CSS sprites is still (last I checked) a bit faster than individual resources over HTTP/2 or 3. But if I'm making a photo album showing 50 thumbnails at once, then I'm unlikely to use plain simple HTTPS with individual resources. I'd at least have to choose between CSS sprites or HTTP/2/3. It would just make for a poor user experience otherwise. And if you're not making a website for your users, then what is it for?
All major browsers have now removed HTTP available as default = you need to change a setting to even be able to access a HTTP url.
Anti-virus software blocks native apps that try to connect on port 80 and you cannot make them open the port even if the setting is available.
I will always use HTTP/1.1 on port 80 but my customers wont be able to connect even if they try, my only option is to tell them to uninstall their anti-virus and hope that works.
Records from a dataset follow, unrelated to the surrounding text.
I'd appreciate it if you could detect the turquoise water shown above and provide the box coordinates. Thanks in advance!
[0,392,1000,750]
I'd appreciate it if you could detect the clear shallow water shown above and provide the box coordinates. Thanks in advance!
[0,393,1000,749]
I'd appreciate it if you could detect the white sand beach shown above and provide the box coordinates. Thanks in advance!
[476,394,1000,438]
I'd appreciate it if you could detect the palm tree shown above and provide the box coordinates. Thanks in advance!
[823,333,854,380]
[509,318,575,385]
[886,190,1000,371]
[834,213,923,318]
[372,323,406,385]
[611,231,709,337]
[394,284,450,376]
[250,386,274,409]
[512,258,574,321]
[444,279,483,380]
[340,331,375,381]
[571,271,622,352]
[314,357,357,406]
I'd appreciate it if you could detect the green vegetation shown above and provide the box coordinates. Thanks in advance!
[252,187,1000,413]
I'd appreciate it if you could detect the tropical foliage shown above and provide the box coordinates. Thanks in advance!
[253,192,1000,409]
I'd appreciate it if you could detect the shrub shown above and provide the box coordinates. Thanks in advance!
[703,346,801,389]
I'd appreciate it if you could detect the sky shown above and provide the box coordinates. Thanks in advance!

To force a certificate that is gate kept by root-certificates and forces you to identify yourself is the largest censorship humanity has had so far: It protects the consumer from those that don't have a root-cert., but hurts a producer that is not complying with the authority.
And HTTP/2 & 3 tries to insert the cert. as a base function meaning you wont even be able to connect without it.
Pseudonymity was always the most important feature of the internet.
Watch them come after TCP and UDP soon: They will say that to use unencrypted protocols you need a license from your government.
> I will always use HTTP/1.1 on port 80 but my customers wont be able to connect even if they try, my only option is to tell them to uninstall their anti-virus and hope that works.
Because of infrastructure malware like ad injectors at ISPs, it's probably in your customers best interests to use HTTPS.
Hell, it's better to use HTTPS with a self signed cert than HTTP.
> hurts a producer that is not complying with the authority.
There's always the risk of a conspiracy of vendors deplatforming someone. That's true. I'd be more worried about your ISPs or electricity companies unilaterally shutting off your service.
If you see Letsencrypt going all political, like Patreon, and kicking off people with the wrong views, then yeah we have a problem.
> They will say that to use unencrypted protocols you need a license from your government.
It impacts the product, there is nothing sensational about that. If it wasn't impacted that's what they would have said and with Nginx being the tool of choice for many high volume installations you can bet that there are many thousands running in non-standard configs.